誰もしらない世界

れいかはパーティー会場を後にすると杉浦のあらかじめ用意したホテルの部屋へと男をつれこもうとした。

エレベーターで31階まであがり、40部屋入っているホテルの赤い絨毯を二人は進む。そして、3157号室の前に二人は止まる。
れいかが部屋の鍵を、あけようとすると男はびっくりした様子でホテルの部屋の前で立ち止まる。

男「あ、あの…まさかここで飲むんですか?」
男はなりやまない心臓の音を隠すように顔を赤らめてれいかに問いただした。

れいか「そうよ?」
そうしてれいかは微笑み、男の手を引いた。

立ちすくむ男の手をれいかは強引にひいた。

れいか「さっ、入って入って!」

そう言って男を、ベッドへと座らせた。

れいかは予め用意していた赤ワインを用意してグラスに注ぎ込む。

そのワインを二つ持って男の隣へと密着して座った。

男「…………」
顔を赤らめながら男は黙っている。

れいかはそんな男を、みてふふっと笑い声をかける。

れいか「ねぇ。顔あげて?」

そういってれいかは口にワインを含み男の口に流し込んだ。
男はあまりに大胆なれいかの行動にびっくりしたのか、ワインを口に含んだまませきこんでしまった。

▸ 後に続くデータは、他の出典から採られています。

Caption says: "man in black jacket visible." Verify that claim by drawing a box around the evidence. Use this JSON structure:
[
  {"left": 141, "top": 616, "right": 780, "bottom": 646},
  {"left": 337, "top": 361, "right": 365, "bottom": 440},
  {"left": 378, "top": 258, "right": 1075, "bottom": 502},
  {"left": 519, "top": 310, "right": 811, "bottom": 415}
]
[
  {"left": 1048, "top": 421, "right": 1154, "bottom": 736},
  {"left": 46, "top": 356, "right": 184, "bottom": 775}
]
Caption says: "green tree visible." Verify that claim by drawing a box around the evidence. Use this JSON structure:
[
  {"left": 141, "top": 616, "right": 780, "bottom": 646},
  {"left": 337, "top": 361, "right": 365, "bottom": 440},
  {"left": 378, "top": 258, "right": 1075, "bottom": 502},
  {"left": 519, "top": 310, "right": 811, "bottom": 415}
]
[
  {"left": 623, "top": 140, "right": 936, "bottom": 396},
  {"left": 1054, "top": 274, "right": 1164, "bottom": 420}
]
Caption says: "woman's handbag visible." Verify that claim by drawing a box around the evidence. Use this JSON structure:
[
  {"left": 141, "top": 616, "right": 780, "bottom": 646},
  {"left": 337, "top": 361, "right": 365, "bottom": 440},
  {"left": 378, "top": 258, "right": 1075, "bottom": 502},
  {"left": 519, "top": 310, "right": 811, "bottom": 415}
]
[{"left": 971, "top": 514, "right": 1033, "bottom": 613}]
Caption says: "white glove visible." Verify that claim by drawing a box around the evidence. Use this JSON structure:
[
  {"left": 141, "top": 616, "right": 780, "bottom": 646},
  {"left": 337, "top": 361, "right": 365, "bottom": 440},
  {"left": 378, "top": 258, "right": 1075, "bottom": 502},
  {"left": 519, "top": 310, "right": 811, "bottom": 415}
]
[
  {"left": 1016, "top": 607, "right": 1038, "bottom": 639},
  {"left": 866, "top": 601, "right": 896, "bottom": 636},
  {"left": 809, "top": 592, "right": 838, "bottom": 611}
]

ズボンに先程パーティーで汚れたワインの汚れ以上に派手に赤くズボンがそまる。

れいかはそんな男に抱きつきこう言う。

れいか「あーあ…これ、そのまま放っておけないですね。」

男「あ、いえ。いや…」

れいか「私がここまで、しているのに、まだ気がつかないんですか?」

男の耳元でれいかが囁く。
れいかは男に体を密着させる。

男はびっくりして聞き返す。

男「えっ…?」

れいかはまた男の耳元で囁く。

れいか「今夜だけぢゃなくて、これからも仲良くしていきたいの。色んな意味で。」
そう言ってれいかは男の耳元で不気味に笑みを浮かべた。

男はたまらずれいかを押し倒した。
れいかは抵抗し押し倒す男を嫌がるそぶりを繰り返した。
れいか「やめてください。」

ドレスの片ひもが肩からおちる。

れいか「やめてよっ!」
男は荒い息を切らしながら言った。

男「き、君が誘ってきたんじゃないか!」

そう言ってれいかの首もとに強引にキスをした。
れいかは両手で男を押し退けようと必須に抵抗するが男がドレスの下の裾に手をのばす。
れいか「きゃー!誰かっ!」

そう叫ぶれいかの部屋に二人組の男がれいかに襲いかかる男の体を引っ張って机に突き飛ばした。

男は突然のできごとに度肝抜かれた。
男「な、なんなんだよ!お前らは!」

れいかが体をおこし笑う。
れいか「あははっ。おかしいっ笑」
乱れた服を正しながられいかが笑う。

れいか「ふふっ…」

男「な、なんだお前、自分から誘っといて!」

外から来た男二人が米村の側近の男の腕をつかむ。

れいかは男の顎をつかんでいい放った。

れいか「あんたみたいなキモ男に、この私がなびくとでも思ったの?さぞおめでたい頭の中なんでしょうね!」

ふんっとれいかは笑い男をどついた。

男「な、なんなんだよ!この、あま…」
そう言いかけた男に間髪いれずにれいかがいい放った。

れいか「今の私があなたにレイプされる様子、そこのビデオカメラで撮影済みだから。」
そう言ってれいかは、テレビの上においてあるカメラを指差し勝ち誇る笑みをうかべた。